Parents, are you setting a bad example by texting while driving? Are your teenagers witnessing you perform this risky maneuver? If so, you are setting them up for tragic, perhaps fatal accidents. Teenagers learn from their parents’ actions more than their lectures, so it is up to you to set a good example. Granted, adults often text in order to catch up with their hectic work schedules, whereas teens tend to text as a means of social interaction. This distinction is meaningless if your child is killed while texting and driving.
Here is one example from our files. A teenage boy, let’s call him Joey, has a father who runs a very successful hedge fund. Naturally, the father has bought Joey a flashy sports car and the latest cell phone. The father is wealthy, and just wants to share the wealth with his family. Unfortunately, Joey has developed some bad habits: texting while driving and crack cocaine. In order to support his expensive habit, Joey steals the hedge fund client list from his father’s office. He is driving his car and texting to other hedge fund traders, trying to sell leads to them. The client list is very valuable, and Joey is fully absorbed in his business transaction when he broadsides a school bus that “came out of nowhere”. Luckily, Joey’s car had 12 airbags that saved his life. Too bad the bus driver wasn’t so lucky.

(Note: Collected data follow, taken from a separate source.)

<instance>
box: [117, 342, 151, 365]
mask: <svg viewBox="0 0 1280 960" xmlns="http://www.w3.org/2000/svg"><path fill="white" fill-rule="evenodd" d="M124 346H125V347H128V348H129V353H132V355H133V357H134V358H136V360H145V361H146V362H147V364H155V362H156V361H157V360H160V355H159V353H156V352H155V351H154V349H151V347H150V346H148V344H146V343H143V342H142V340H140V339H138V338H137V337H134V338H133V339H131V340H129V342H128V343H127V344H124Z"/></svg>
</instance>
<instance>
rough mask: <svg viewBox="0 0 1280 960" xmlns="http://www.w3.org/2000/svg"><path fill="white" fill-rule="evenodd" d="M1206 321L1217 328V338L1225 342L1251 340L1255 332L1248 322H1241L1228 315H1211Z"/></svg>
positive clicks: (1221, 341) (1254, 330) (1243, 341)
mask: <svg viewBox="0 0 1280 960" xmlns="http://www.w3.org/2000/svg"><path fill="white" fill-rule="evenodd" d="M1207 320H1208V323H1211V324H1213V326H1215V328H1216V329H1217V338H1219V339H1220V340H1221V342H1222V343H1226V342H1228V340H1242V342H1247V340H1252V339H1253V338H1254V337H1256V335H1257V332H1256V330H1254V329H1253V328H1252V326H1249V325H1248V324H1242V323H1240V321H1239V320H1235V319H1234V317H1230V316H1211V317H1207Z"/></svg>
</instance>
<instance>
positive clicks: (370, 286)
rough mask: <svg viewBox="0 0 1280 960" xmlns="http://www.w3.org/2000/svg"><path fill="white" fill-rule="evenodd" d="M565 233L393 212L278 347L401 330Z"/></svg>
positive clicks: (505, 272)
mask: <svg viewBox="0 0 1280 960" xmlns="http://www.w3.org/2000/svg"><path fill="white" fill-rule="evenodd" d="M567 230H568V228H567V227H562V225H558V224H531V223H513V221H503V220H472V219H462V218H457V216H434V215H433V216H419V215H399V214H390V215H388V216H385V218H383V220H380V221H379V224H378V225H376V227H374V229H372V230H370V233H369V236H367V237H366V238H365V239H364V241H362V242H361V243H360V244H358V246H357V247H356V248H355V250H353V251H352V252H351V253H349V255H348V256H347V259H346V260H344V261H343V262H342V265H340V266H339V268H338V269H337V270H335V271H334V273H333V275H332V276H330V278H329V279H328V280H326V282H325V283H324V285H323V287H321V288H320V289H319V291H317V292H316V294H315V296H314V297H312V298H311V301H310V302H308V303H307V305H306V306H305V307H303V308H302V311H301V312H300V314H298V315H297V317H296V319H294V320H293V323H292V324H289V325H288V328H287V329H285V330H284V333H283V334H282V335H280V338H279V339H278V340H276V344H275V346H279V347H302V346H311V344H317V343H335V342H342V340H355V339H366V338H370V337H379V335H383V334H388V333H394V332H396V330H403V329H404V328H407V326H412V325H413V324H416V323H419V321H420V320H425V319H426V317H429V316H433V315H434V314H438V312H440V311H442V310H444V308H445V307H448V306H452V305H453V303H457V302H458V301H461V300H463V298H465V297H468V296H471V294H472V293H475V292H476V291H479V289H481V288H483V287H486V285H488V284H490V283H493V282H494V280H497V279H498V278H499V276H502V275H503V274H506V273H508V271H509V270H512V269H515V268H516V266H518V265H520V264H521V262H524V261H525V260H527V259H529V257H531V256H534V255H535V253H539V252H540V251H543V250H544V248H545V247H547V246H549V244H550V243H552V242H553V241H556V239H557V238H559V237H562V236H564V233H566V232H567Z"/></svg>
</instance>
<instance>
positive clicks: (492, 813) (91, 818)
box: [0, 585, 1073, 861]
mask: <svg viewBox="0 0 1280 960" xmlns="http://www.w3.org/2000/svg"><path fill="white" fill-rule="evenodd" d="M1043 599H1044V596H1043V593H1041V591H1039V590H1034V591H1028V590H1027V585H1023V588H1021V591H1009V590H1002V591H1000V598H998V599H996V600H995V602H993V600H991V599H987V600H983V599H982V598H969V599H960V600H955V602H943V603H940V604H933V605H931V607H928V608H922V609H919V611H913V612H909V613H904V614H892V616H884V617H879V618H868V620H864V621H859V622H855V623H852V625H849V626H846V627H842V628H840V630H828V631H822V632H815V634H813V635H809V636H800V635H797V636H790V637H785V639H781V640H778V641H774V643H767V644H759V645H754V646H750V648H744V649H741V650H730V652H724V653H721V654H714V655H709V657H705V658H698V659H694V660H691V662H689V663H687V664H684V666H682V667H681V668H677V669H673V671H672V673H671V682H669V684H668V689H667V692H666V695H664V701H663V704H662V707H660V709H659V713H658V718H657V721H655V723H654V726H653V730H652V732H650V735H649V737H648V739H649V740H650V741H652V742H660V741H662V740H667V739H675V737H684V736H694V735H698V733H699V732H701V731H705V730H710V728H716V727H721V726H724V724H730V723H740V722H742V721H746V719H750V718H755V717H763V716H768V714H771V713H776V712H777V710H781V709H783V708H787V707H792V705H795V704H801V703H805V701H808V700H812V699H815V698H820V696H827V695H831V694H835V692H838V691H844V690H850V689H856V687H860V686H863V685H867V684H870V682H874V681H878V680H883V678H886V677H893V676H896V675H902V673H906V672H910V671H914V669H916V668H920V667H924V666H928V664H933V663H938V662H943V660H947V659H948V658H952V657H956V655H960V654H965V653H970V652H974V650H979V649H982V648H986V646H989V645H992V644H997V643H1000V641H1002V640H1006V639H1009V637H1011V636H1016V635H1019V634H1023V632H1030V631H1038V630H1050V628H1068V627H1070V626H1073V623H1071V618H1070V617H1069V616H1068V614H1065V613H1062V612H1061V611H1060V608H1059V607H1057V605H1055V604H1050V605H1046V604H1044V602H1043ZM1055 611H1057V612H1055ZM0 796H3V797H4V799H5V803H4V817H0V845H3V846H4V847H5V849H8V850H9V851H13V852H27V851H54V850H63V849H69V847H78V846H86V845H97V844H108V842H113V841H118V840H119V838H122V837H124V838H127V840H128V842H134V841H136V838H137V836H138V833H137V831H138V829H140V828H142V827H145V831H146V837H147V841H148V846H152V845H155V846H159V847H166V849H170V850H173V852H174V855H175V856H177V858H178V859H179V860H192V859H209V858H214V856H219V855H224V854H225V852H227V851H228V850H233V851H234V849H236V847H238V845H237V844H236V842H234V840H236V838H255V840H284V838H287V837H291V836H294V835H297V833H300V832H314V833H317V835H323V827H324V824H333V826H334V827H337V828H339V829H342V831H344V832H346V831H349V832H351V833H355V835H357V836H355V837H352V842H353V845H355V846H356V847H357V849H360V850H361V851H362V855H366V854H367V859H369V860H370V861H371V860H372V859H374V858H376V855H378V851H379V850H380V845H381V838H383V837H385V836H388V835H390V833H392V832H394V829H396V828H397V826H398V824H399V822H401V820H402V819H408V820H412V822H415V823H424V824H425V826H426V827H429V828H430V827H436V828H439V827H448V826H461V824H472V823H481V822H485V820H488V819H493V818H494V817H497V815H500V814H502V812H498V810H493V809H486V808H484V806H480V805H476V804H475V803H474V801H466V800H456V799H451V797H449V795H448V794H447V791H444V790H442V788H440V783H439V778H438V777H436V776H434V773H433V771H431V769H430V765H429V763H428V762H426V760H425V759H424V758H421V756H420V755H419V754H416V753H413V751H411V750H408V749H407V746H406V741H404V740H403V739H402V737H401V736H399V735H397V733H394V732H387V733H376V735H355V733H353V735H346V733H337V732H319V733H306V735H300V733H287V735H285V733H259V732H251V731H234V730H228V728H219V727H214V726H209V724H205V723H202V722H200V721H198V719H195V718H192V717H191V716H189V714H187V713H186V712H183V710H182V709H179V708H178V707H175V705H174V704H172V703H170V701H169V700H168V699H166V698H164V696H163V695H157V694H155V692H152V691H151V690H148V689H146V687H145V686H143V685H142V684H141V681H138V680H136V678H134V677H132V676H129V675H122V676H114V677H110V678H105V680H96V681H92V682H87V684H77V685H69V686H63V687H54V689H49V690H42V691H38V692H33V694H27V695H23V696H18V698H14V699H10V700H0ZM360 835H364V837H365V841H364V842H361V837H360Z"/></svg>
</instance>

When questioned at the hospital as to what happened, Joey first made up a story about falling asleep at the wheel. However, investigators were able to ascertain that in fact Joey was on his cell phone, texting away when he hit the bus. By tracing his phone messages, detectives were able to piece together the pattern of phone calls Joey had been making. When confronted with the facts, Joey broke down and confessed that he was a crack addict with a $500/day habit. In his own defense, he proudly pointed out that the information he stole was from his own family, so that “outsiders” weren’t victimized. Obviously, Joey’s crack addiction had affected his mental facilities, and he was willing to say or do anything to get his next fix. Joey’s father was able to negotiate a plea deal and send Joey to a rehabilitation facility in the south of France, where at last report Joey was doing well.
These kinds of tragedies play out every day for drivers who text. While the story had a happy ending for Joey, the bus driver left behind a family of four to fend for itself. So, when it comes to texting while driving, the moral is: there are no happy endings.